What we've accomplished
Search Analysis
- Blog post is in the queue to be published. Hopefully in a couple of weeks.
- Enabling new Estonian analyzer, this seems to have a significant impact - https://phabricator.wikimedia.org/T332322
Search Update Pipeline
- Write a small job that copies the cirrus index data in avro to a smaller dataset written in parquet, will be used to identify inconsistencies between the cirrus index the mysql page table.
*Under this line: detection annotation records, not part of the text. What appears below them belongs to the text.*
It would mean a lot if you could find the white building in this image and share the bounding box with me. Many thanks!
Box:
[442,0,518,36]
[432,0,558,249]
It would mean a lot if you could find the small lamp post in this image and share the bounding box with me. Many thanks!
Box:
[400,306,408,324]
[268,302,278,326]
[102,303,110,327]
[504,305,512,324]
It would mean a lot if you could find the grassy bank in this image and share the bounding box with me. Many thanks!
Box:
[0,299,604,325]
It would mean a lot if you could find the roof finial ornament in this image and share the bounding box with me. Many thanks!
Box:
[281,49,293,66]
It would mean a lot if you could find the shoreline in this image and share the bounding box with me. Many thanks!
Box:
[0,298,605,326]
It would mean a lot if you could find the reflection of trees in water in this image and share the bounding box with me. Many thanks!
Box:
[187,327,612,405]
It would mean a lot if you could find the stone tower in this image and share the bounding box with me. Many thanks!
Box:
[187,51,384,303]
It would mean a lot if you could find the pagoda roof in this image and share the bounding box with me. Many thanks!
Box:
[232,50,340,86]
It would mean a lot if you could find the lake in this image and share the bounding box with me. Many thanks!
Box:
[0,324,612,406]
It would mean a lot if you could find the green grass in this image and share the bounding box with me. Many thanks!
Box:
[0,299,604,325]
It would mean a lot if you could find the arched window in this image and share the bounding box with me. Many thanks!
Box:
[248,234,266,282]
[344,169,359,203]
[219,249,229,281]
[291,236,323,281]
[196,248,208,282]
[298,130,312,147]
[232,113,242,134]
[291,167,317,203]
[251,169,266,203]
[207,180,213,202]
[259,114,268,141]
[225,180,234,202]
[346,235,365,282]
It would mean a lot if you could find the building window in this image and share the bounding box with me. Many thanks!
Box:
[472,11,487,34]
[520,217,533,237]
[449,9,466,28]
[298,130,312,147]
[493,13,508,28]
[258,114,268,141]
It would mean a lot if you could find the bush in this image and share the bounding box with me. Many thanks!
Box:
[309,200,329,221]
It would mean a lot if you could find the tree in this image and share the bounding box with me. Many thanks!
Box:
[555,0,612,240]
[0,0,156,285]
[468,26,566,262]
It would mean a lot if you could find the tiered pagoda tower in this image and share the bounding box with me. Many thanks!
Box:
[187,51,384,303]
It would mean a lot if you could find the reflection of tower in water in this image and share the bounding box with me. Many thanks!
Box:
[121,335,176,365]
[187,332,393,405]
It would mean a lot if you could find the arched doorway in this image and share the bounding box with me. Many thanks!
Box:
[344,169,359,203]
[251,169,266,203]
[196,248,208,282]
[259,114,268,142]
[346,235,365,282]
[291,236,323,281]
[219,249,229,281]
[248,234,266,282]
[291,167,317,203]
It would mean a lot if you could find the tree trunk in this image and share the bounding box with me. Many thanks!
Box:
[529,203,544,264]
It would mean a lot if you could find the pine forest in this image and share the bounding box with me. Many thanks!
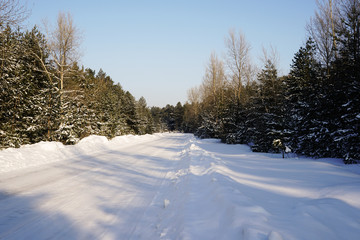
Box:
[0,0,360,164]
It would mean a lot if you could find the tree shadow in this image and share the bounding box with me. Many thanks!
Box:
[0,191,93,240]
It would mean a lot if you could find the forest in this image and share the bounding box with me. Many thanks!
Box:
[0,0,360,164]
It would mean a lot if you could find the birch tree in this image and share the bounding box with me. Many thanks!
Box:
[45,12,81,93]
[225,30,252,102]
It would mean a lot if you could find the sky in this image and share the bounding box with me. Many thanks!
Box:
[24,0,316,107]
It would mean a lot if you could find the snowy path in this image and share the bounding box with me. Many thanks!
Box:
[0,134,360,240]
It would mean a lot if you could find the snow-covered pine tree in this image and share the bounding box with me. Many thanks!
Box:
[329,0,360,163]
[248,60,284,152]
[285,39,329,157]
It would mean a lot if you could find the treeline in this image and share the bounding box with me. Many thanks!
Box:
[0,7,157,148]
[183,0,360,163]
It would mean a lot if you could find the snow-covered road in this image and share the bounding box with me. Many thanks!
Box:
[0,134,360,240]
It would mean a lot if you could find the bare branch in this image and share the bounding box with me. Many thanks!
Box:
[0,0,29,27]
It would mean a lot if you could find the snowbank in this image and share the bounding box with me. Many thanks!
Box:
[0,134,161,173]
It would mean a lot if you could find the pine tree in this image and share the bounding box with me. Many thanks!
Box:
[285,39,329,157]
[248,60,284,152]
[330,0,360,163]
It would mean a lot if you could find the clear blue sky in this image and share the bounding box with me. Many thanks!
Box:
[24,0,316,107]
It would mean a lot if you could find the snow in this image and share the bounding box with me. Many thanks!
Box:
[0,133,360,240]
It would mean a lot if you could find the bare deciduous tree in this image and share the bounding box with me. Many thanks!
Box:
[202,53,226,105]
[225,30,253,101]
[45,12,81,91]
[0,0,29,27]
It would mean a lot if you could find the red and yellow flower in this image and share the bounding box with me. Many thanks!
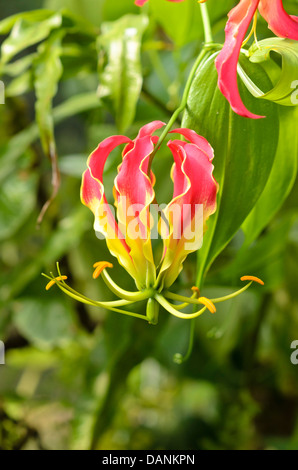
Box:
[45,121,262,324]
[215,0,298,119]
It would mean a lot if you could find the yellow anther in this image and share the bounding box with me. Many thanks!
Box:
[93,261,113,279]
[191,286,200,297]
[46,276,67,290]
[240,276,265,286]
[199,297,216,313]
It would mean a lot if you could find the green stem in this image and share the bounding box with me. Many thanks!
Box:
[210,281,253,304]
[155,294,207,320]
[148,47,209,175]
[200,3,213,44]
[173,318,196,364]
[163,291,207,305]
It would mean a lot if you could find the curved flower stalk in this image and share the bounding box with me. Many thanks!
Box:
[215,0,298,119]
[44,121,263,332]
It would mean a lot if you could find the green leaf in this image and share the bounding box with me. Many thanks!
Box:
[249,38,298,106]
[0,9,54,34]
[14,294,74,349]
[34,31,64,155]
[149,0,235,47]
[183,54,279,283]
[242,107,298,246]
[5,70,33,97]
[1,13,62,64]
[209,214,295,290]
[97,15,148,132]
[0,173,36,240]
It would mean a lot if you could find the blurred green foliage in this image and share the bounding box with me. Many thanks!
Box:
[0,0,298,450]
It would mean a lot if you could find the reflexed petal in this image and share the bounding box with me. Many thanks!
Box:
[259,0,298,41]
[160,129,218,288]
[135,0,184,7]
[215,0,264,119]
[81,136,136,284]
[115,129,163,286]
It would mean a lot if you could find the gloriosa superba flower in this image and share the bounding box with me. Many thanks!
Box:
[46,121,263,324]
[215,0,298,119]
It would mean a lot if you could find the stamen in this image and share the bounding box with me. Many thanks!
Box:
[198,297,216,313]
[46,276,68,290]
[93,261,113,279]
[240,276,265,286]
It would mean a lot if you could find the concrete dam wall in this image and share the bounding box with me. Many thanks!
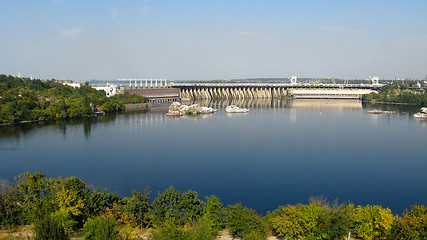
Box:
[180,87,287,100]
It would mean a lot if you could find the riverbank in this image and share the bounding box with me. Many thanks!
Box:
[125,102,154,112]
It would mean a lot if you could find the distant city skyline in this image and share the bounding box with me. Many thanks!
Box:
[0,0,427,81]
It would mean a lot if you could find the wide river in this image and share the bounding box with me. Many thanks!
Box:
[0,100,427,214]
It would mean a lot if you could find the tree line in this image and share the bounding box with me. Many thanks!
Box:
[0,172,427,240]
[363,81,427,107]
[0,74,147,124]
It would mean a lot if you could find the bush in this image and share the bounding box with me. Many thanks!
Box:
[353,205,394,240]
[190,216,218,240]
[226,203,266,239]
[267,200,329,239]
[152,221,189,240]
[83,216,119,240]
[389,205,427,240]
[34,215,70,240]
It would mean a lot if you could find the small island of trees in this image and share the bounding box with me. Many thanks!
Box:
[0,172,427,240]
[363,81,427,107]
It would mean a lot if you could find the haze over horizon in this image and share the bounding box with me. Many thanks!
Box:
[0,0,427,80]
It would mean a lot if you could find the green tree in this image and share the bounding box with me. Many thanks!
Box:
[34,215,70,240]
[126,187,152,228]
[226,203,266,239]
[153,186,181,224]
[389,205,427,240]
[14,172,59,223]
[353,205,394,240]
[203,195,224,231]
[267,199,329,240]
[83,216,119,240]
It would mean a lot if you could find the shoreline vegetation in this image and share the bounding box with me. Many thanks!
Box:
[0,74,149,126]
[0,172,427,240]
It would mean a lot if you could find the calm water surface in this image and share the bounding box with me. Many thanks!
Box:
[0,100,427,214]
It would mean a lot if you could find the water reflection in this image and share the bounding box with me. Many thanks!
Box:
[0,99,427,141]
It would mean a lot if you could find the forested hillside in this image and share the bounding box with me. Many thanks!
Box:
[0,75,147,124]
[0,172,427,240]
[363,81,427,107]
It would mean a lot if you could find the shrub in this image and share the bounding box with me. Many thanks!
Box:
[83,216,119,240]
[226,203,266,239]
[389,205,427,240]
[152,221,189,240]
[34,215,70,240]
[190,215,218,240]
[353,205,394,240]
[267,200,329,239]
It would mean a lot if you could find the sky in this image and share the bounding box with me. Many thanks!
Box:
[0,0,427,80]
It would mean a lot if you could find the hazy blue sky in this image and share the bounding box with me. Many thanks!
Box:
[0,0,427,80]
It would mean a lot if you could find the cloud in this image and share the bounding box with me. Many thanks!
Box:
[58,28,85,39]
[317,26,362,34]
[240,32,259,37]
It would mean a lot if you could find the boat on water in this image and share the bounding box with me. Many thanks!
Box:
[414,107,427,119]
[368,110,396,114]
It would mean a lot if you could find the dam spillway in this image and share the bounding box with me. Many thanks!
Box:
[173,83,381,100]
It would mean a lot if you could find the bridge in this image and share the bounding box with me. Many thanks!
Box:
[113,76,383,102]
[172,82,382,100]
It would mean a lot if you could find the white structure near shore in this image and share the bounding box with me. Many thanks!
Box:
[94,83,117,97]
[225,105,250,113]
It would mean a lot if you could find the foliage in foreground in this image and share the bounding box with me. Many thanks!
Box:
[34,215,70,240]
[0,172,427,240]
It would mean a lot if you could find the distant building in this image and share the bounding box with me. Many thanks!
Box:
[94,83,117,97]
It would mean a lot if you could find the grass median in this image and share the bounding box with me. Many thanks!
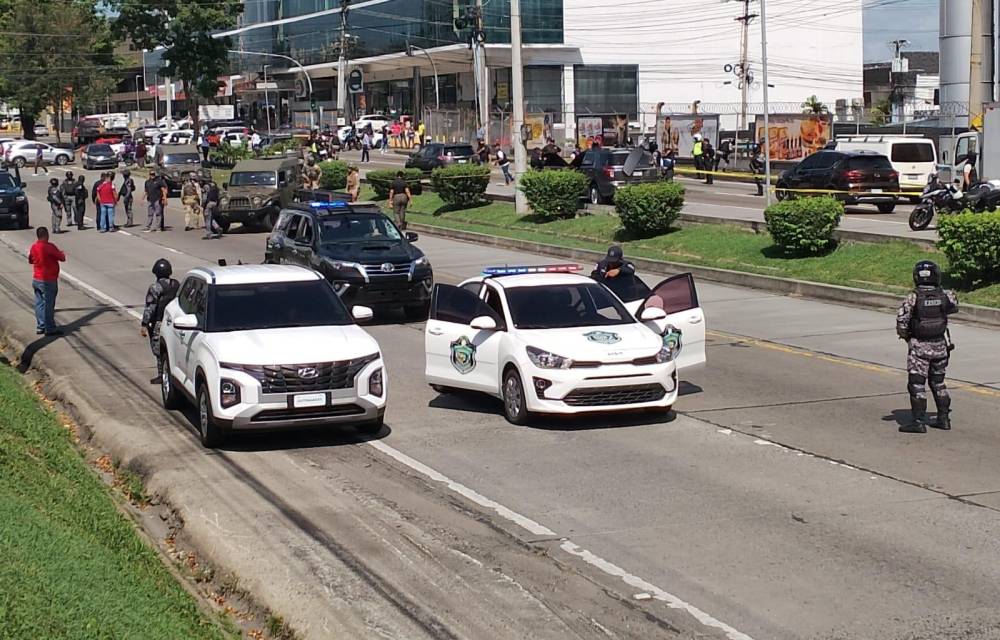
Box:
[380,192,1000,307]
[0,364,228,639]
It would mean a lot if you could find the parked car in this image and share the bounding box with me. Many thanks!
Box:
[775,150,899,213]
[80,142,118,169]
[4,140,73,169]
[406,142,477,173]
[264,201,434,320]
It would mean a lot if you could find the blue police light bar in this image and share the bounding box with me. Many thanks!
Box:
[483,264,583,276]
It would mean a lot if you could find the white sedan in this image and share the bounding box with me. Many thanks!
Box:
[424,265,705,424]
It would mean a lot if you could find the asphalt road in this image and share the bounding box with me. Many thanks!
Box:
[0,171,1000,640]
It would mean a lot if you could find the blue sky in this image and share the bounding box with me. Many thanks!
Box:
[864,0,940,62]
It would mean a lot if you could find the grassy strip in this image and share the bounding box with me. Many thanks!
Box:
[0,365,224,639]
[386,193,1000,307]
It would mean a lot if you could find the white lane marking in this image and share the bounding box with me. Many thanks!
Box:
[11,258,753,640]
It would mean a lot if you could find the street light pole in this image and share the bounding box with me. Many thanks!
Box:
[229,49,316,130]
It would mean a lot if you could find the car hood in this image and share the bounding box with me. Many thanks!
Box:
[517,322,663,362]
[206,325,379,365]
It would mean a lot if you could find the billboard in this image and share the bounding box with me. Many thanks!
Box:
[656,113,719,158]
[754,113,833,161]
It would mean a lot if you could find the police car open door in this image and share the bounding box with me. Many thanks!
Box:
[636,273,705,369]
[424,282,505,395]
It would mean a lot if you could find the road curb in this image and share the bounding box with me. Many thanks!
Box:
[408,222,1000,327]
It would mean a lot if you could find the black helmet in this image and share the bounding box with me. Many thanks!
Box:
[153,258,174,278]
[913,260,941,287]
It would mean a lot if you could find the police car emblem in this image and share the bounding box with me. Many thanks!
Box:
[583,331,622,344]
[451,336,476,375]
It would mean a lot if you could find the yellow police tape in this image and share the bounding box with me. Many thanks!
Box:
[674,167,921,198]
- Upgrade WDQS Streaming Updater to Flink 1.16, testing is done, deployment to production is still pending - https://phabricator.wikimedia.org/T289836
Search SLO
- Created phab tickets to track the work - https://phabricator.wikimedia.org/T335576
Operations / SRE
- Hardware requests for next fiscal year
Misc
- Add a new keyword to filter pages based on their "length", in support of article suggestion - https://phabricator.wikimedia.org/T328332
- Browser tests for CirrusSearch migrated from Vagrant to Docker. Documentation is updated https://wikitech.wikimedia.org/wiki/Cindy_The_Browser_Test_Bot. This still does not integrate as well as we would like into our CI environment (the tests run in our own WMCS instance), but it should significantly reduce the amount of ongoing work needed to keep the tests green - https://phabricator.wikimedia.org/T333183
- Search autocomplete was broken on enwiki for a couple of weeks. The problem has been fixed and new alert has been created. https://phabricator.wikimedia.org/T327199
Wrote a small patch to cleanup error handling of CirrusSearch writes (work initially started by Emmanuel).
- Tried to figure out what is going on with WCQS/commons next year, if anything.
- Met with Growth team to talk about product collaboration between reader/editor needs and search, disc, brows. There is a lot of shared thinking and overlap, and hopefully there's some room to collaborate with the team on reader discovery stuff.